When a remote client connects to an MDSplus server, the server determines if the client has been permitted to connect and which account the server should run under. The system manager of the MDSplus server defines the policies regarding who is permitted to connect (either by GSI credentials with MDSplus/Globus or by client username and network address with non-Globus MDSplus) and the account each user should use on the server system. Since the MDSplus server process can execute arbitrary commands or call routines in any shared libraries on behalf of the remote client, the remote client essentially has the ability to perform any operation as would be available if the client had logged into the server system directly. It is possible to greatly restrict the operations available to the client by using chroot on systems that support it. Chroot runs a command with a special root directory. Only the files in the special root directory hierarchy are visible to that process and any processes created by it.
The special root directory must be constructed such that it contains enough of the root file system to operate the MDSplus server program and potentially the data files that you want to serve to the clients. Once you have set up the special root then all that is needed is to configure your mdsip service to use the special root. The mdsipd script typically used to start the mdsip service has been modified to accept a fourth parameter which is the special root directory. If the fourth parameter is specificed, mdsipd will chroot to the special root and then run the mdsip program.
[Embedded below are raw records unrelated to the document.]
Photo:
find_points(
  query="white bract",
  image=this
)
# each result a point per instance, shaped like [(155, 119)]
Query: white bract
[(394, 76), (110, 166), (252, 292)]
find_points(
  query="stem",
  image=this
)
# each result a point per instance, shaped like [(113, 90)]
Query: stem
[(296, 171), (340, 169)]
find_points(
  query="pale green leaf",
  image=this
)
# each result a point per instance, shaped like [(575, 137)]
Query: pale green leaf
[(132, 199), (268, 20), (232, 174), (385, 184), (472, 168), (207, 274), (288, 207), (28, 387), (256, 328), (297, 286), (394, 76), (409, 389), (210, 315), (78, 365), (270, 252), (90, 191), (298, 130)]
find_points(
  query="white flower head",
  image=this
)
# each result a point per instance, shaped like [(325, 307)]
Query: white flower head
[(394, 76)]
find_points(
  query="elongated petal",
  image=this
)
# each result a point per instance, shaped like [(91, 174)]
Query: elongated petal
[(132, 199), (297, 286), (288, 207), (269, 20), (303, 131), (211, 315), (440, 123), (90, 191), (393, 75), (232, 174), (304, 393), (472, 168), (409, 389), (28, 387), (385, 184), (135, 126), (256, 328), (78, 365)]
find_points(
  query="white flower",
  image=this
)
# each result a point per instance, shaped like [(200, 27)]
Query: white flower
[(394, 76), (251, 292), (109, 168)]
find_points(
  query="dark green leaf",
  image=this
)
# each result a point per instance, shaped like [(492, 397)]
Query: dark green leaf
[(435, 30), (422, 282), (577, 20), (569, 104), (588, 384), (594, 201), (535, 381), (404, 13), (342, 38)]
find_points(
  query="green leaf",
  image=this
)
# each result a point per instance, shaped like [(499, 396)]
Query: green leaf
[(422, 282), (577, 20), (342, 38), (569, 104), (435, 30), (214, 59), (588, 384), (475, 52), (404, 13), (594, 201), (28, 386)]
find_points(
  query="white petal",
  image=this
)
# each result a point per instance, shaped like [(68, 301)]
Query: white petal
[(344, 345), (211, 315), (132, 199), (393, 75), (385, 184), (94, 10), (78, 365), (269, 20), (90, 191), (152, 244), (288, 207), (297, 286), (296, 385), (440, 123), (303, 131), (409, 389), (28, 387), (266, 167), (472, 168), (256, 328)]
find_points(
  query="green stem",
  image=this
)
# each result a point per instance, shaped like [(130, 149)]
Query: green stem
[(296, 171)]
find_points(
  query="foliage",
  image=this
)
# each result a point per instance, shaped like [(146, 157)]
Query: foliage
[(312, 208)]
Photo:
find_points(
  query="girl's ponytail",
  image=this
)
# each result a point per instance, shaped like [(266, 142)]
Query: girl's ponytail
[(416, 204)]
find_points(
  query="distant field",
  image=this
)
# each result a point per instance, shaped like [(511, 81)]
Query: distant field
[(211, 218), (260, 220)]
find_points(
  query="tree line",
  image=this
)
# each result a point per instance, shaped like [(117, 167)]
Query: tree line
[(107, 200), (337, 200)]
We have configured a special root on a RedHat 8.0 system to demonstrate this technique. The following describes the steps that were taken to make mdsip run with a special root file system.
Prepare the special root
The feature of mount --bind on Linux makes the preparation of a special root fairly easy to include most of the files needed for mdsip to operate. We created a special root using the following script:
cp /etc/passwd $1/etc # You can make a special/reduced passwd file for account mapping
cp /etc/group $1/etc # Can be special/reduced
cp /etc/nsswitch.conf $1/etc # Needed to specify how account names, hostnames etc are resolved.
cp /etc/mdsip.hosts $1/etc # Remote client to local user account mappings
cp /etc/services $1/etc # Could contain only mdsip definition
cp /etc/resolv.conf $1/etc # DNS specification for hostname resolution
cp /etc/localtime $1/etc # Time conversion
mkdir -p $1$MDSPLUS_DIR
mkdir $1/etc/grid-security # If using globus
mkdir -p $1$GLOBUS_LOCATION # If using globus
cp /bin/chmod $1/bin # If using SetMDSplusFileProtection for tree file creation
cp /bin/chgrp $1/bin # If using SetMDSplusFileProtection
cp -P /bin/sh $1/bin
cp -P /bin/bash $1/bin
cp -P /bin/tcsh $1/bin
cp /dev/null $1/dev
mkdir $1/mdsplus_trees # Include data directories if appropriate
Use mount to load required files to the new root
You can add the required mount points to fstab on the server system modifying the actual directories to match your configuration.
/usr/local/mdsplus /newroot/usr/local/mdsplus none ro,bind
/usr/local/globus /newroot/usr/local/globus none ro,bind
/etc/grid-security /newroot/etc/grid-security none ro,bind
/lib /newroot/lib none ro,bind
/mdsplus_trees /newroot/mdsplus_trees none ro,bind
Modify /etc/xinetd.d/mdsip to include new root
You need to modify the xinetd file for mdsip to include the new root. (NOTE: The new /usr/locla/mdsplus/bin/mdsipd script which supports chroot was added to cvs on October 21, 2003 so you may to update your version by getting it from the MDSplus cvs repository). The /etc/xinetd.d/mdsip file should then look like:
# default: on
# description: The mdsip server serves mdsip sessions; it the \
# standard mdsip.hosts and logs into /var/log/mdsplus.
socket_type = stream
wait = no
cps = 1000 5
instances = UNLIMITED
user = root
server = /usr/local/mdsplus/bin/mdsipd
server_args = mdsip /var/log/mdsplus/mdsipd /etc/mdsip.hosts /newroot
log_on_failure += USERID
log_on_success += USERID
Finally you must reload xinetd to complete the change.
# /etc/rc.d/init.d/xinetd reload
You can test your new configuration by evaluating an expression such as 'spawn("/bin/ls")'. With the original configuration you would have seen the output of ls in the mdsip access log file. With the new root you should get an error since ls is not present in the new root.